Pilate insisted that Jesus was not guilty; but one of the religious leaders told him that , since Jesus claimed to be the Son of God, by Jewish law He must be put to death for blasphemy.
Seriously frightened, Pilate took Jesus back inside . “Where are You from?” he asked Him. But Jesus did not answer. “Don’t You know,” Pilate demanded, “that I have the power to release You or to crucify You? Why will you not talk to me?”
“You would have no power over Me at all, unless it were given to you from above; so the one who handed Me over to you has the greater sin,” was Jesus’ response.
All the powers of His country– the religious council, Herod, and Pilate, representative of Rome, the greatest power ever to rule the world– all of them were arrayed against Jesus as He stood there before Pilate.
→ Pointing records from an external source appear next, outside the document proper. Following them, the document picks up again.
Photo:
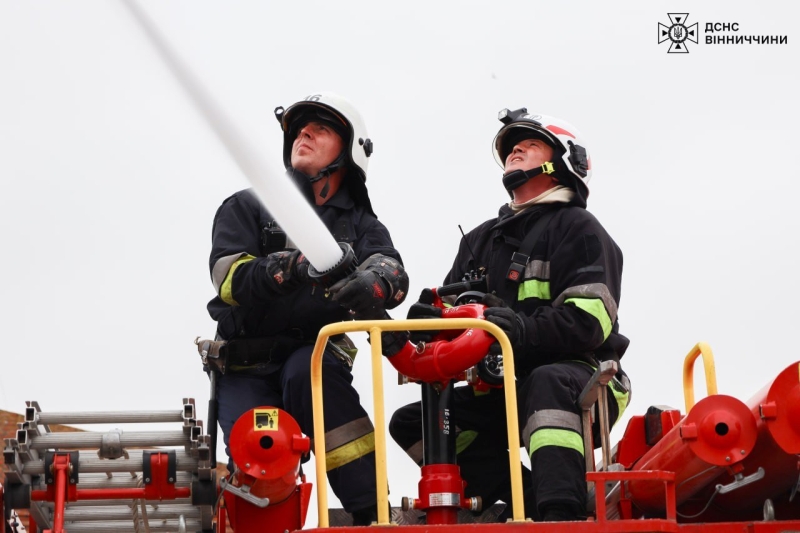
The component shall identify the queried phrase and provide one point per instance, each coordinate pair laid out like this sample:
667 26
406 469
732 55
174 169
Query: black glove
423 309
287 270
511 324
379 283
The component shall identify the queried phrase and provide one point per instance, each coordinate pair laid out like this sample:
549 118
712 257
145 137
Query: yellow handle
374 327
704 350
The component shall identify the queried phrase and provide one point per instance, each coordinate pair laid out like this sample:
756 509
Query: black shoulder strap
519 259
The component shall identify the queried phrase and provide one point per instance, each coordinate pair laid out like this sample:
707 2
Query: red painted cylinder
441 492
718 432
443 360
267 446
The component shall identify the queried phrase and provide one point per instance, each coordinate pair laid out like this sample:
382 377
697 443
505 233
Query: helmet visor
303 116
514 135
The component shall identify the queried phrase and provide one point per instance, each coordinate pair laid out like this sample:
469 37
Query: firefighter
269 313
553 276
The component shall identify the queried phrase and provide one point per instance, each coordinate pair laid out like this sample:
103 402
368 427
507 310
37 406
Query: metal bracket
74 460
243 492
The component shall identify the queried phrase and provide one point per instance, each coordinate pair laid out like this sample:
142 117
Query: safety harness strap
508 291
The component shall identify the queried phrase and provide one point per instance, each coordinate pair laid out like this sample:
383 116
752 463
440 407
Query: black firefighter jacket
244 309
570 289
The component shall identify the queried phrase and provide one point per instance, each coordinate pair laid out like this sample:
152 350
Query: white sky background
110 177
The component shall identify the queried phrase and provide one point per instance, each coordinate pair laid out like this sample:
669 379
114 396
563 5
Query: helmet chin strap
323 173
517 178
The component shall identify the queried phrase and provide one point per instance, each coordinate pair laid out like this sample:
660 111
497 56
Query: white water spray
275 190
But He Himself was a greater power than; any of them, and all of them put together. He was there on His terms and on His Father’s terms– and no one else’s. The crowd could shout for His blood. Pilate could wrestle with whether to release Him or sentence Him to crucifixion. Herod could try to use Him for his own amusement. But none of them had the least say in the matter. Jesus went to the cross indeed– but His death was a voluntary act of submission, carried out willingly according to His Father’s Will and for the benefit of all mankind.
Jesus was Lord of all before His birth in a stable in Bethlehem. He was Lord of all at His birth. He was Lord of all as He walked this earth; He “went about doing good, and healing all who were oppressed of the devil” as the apostles said. He was Lord of all at His trials, His execution, and His resurrection. He is still Lord of all today.